Beetroot Chunks, Cabbage, Chicken, Coconut Milk, Crispy Onion Bits, Free-range Chicken Pieces, Fresh Coriander, Miso Paste, Onion, Onions

What is the nutritional information of Miso Cabbage & Chicken Bake?

Calories: 903, Carbs: 49 grams, Fat: grams, Protein: 58.3 grams, Sugar: 19.5 grams, Salt: 923 grams

How do I prepare Miso Cabbage & Chicken Bake?

VEGGIE MEDLEY: Boil the kettle. Preheat the oven to 200°C. Spread the chicken pieces on a roasting tray. Pat the chicken dry with paper towel. Add the cabbage, the beetroot, and the onion. Coat in oil, and seasoning. Roast in the hot oven until golden, 25-30 minutes (shifting halfway). SIMPLE, YET SIMPLY SUPERB: Serve up the miso chicken bake, and garnish with the crispy onions, and the coriander. MISO MILK MAGIC: To a bowl, combine the miso, the coconut milk, and seasoning.

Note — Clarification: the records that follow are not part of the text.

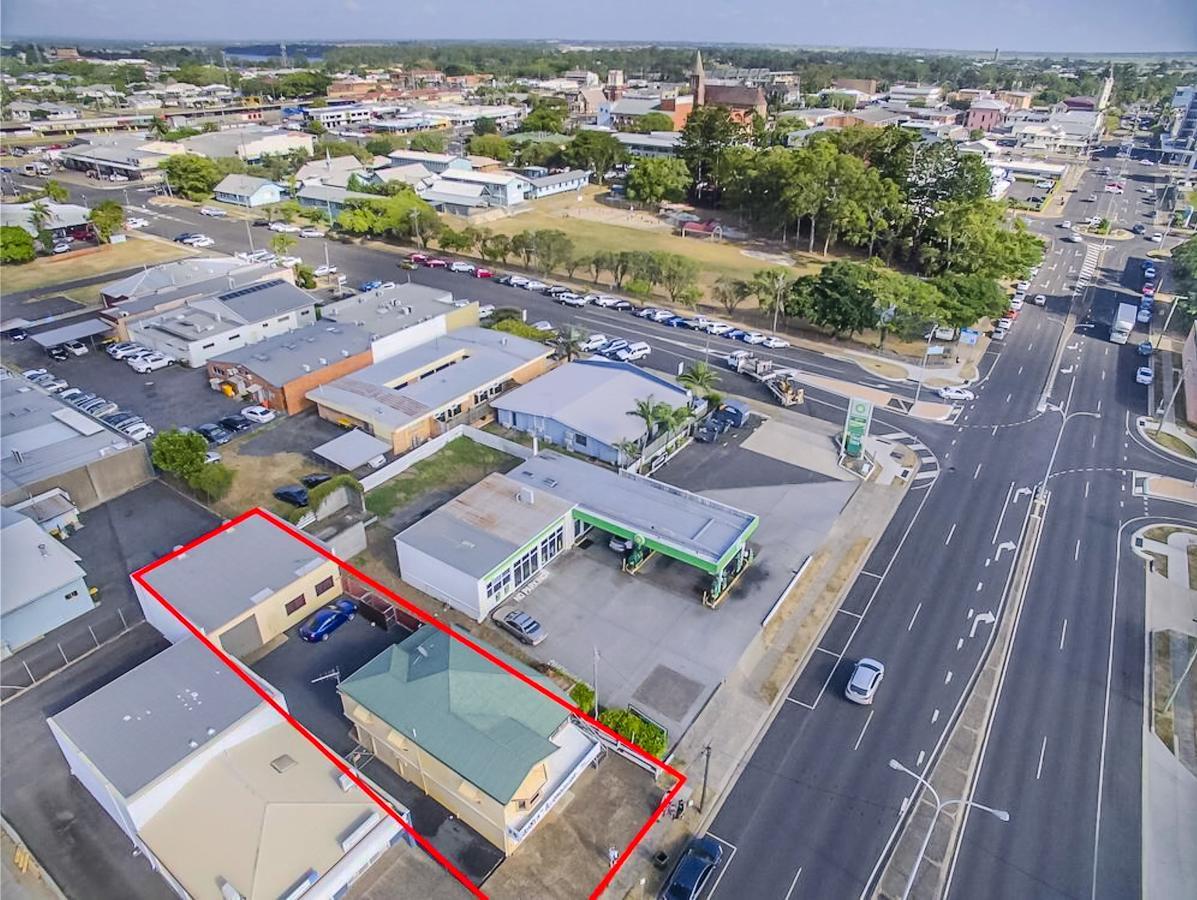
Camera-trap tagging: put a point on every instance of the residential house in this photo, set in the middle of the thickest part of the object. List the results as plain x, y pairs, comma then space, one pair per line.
206, 327
43, 585
279, 371
183, 755
419, 393
585, 407
242, 588
488, 747
47, 444
248, 190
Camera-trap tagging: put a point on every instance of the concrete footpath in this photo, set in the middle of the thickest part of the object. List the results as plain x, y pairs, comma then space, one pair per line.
721, 741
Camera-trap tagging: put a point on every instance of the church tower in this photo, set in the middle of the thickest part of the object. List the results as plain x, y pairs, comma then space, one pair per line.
698, 80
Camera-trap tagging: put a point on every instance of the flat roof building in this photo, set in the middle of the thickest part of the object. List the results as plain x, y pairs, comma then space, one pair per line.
414, 395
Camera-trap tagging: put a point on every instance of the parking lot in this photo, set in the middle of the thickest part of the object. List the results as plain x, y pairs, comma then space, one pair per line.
166, 399
661, 650
295, 666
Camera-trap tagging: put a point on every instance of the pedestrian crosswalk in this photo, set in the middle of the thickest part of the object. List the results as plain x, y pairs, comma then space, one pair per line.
928, 463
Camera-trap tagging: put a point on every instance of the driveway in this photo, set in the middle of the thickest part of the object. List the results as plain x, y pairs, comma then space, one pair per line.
293, 668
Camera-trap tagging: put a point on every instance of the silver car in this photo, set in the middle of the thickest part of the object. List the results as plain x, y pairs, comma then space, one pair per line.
867, 675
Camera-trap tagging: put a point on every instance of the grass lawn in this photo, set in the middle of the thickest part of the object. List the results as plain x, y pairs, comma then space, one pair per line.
49, 271
595, 226
455, 467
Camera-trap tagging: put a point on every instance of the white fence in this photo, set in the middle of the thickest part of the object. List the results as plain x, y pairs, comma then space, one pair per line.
425, 450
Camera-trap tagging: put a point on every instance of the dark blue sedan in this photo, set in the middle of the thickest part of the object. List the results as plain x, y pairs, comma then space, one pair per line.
327, 620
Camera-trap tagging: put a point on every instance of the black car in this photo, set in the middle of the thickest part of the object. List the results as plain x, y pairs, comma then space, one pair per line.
295, 494
694, 869
213, 433
234, 424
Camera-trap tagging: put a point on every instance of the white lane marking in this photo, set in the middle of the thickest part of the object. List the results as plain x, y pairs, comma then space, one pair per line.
861, 736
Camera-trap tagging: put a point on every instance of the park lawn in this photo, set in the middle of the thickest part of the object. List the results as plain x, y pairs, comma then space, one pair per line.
50, 271
590, 235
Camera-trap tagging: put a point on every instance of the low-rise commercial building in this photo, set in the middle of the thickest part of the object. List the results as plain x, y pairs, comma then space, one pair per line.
242, 588
41, 583
584, 407
216, 789
207, 327
490, 748
279, 371
414, 395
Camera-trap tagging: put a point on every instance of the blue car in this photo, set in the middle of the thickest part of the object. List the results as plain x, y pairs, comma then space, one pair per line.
327, 620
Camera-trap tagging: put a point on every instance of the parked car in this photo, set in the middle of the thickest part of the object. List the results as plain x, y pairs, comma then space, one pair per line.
259, 414
866, 679
526, 628
295, 494
152, 363
327, 620
235, 423
213, 433
693, 870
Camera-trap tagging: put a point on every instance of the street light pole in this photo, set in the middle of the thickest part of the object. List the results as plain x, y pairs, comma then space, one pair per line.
940, 806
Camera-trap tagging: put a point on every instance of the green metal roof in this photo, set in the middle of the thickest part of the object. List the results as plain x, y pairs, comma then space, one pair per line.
459, 706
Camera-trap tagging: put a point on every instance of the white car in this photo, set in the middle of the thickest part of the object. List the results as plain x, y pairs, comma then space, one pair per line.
866, 679
259, 414
955, 394
151, 363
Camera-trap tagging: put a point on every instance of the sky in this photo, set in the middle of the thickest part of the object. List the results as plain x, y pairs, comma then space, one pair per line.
1028, 25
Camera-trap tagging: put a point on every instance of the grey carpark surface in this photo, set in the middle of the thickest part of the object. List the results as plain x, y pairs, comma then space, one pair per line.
168, 399
117, 537
292, 667
658, 648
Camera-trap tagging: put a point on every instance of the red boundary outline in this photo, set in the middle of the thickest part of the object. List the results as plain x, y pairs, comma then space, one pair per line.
139, 577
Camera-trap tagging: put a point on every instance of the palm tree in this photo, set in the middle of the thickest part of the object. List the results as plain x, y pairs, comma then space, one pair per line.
569, 344
699, 377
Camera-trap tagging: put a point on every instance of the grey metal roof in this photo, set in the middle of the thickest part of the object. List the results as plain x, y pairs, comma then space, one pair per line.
34, 563
352, 449
242, 184
139, 727
42, 437
688, 522
594, 397
286, 357
485, 524
232, 571
467, 359
390, 309
459, 706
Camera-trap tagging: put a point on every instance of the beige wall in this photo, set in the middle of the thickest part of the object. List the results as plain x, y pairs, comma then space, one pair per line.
271, 613
415, 765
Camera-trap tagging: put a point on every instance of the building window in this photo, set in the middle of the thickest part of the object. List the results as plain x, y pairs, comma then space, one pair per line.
293, 604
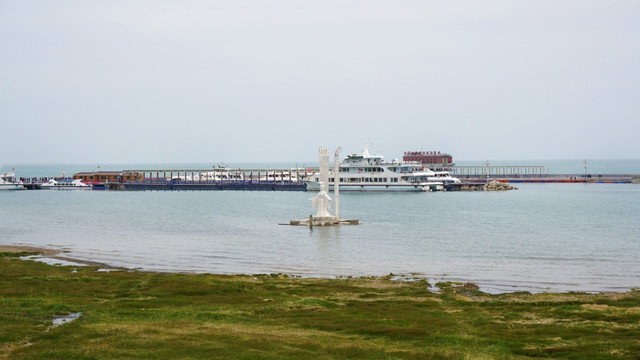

When the chicken and veggies have reached the halfway mark, pour over the miso milk and bake until the milk has thickened, 15-20 minutes.

What should be prepared from my kitchen to make Miso Cabbage & Chicken Bake?

Beetroot Chunks, Cabbage, Chicken, Coconut Milk, Crispy Onion Bits, Free-range Chicken Pieces, Fresh Coriander, Miso Paste, Onion, Onions

How many calories does Miso Cabbage & Chicken Bake have?

903 calories

How much fat content does Miso Cabbage & Chicken Bake have?